President Barack Obama's State of the Union address offers a unique opportunity to address the key economic issues of our time. And the American people deserve no less. It's been too long since the country was given an explicit and realistic assessment of where the economy stands -- identifying what needs to be done to enhance economic and financial outcomes and assigning responsibility where it belongs.
The U.S. economy continues to heal steadily after the trauma of the global financial crisis that landed it in the economic equivalent of a hospital's intensive care unit. It is generating jobs, fiscal and external deficits are narrowing, inflation has been contained, and disruptive cases of extreme financial vulnerability (including housing and banks) have been addressed. The patient has been released.
Yet the economy exited the hospital with structural impairments. As such, it can walk but it cannot run.
The country's growth dynamics remain overly tentative, with the latest estimate for the final quarter of 2012 suggesting a mild contraction (though the revised numbers should be a lot better). Annual growth rates are mired in the 1.5-2 percent range, well below the economy's expansion potential. And this morning's small business survey confirms that a powerful driver of growth -- and one that is key to the wellbeing of the middle class (and politics) -- is stuck in first gear.

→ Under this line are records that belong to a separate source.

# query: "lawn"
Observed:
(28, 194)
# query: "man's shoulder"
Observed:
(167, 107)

Yes, jobs are being created, but not enough to bring unemployment down from its current 7.9 percent to the historically more acceptable level of around 5 percent. Too many people are what's known as "long-term unemployed" -- 39 percent of those officially out of work, to be exact. And a growing number of Americans are depending on, and in some cases falling through, the country's overly stretched safety nets.
Simply put, as hard as it tries, the U.S. economy is yet to attain economic escape velocity. As long as it remains bound by this additional gravity, middle- and lower-income households will find it hard to prosper, income and wealth inequality will increase further, and the economy will continue to struggle with a combination of persistently sluggish growth, unusually high unemployment, and worrisome pockets of poverty and deprivation.
Four issues, and ones I hope the president will address this evening, would contribute to the U.S. economy reaching this escape velocity:
1. At the macro level, the economy needs to transition from "supported growth" (which requires ever-more experimental and untested Federal Reserve policies) to "endogenous growth" (powered by more sustainable and less distortive engines).
2. At the sector level, improving the functioning of the labor market, education, housing finance, credit intermediation, and infrastructure renewal.
3. At the micro level, engendering private sector confidence that would unlock the trillions of dollars in cash that -- rather than invested in new plants, equipment, and hiring -- continue to lie idle on balance sheets and in bank's excess reserves.
4. At the financial level, replacing the blunt spending cuts associated with the sequester with a more thoughtful approach; and, agreeing on a medium-term framework that puts an end to merry-go-round budgetary negotiations that unnecessarily add to uncertainty and further political polarization.
By speaking directly to these issues, Obama can constructively reset the economic narrative at the very start of his second term. And in doing so, he would also help citizens reconcile three emotions that run high in America today: excitement, hope, and anxiety.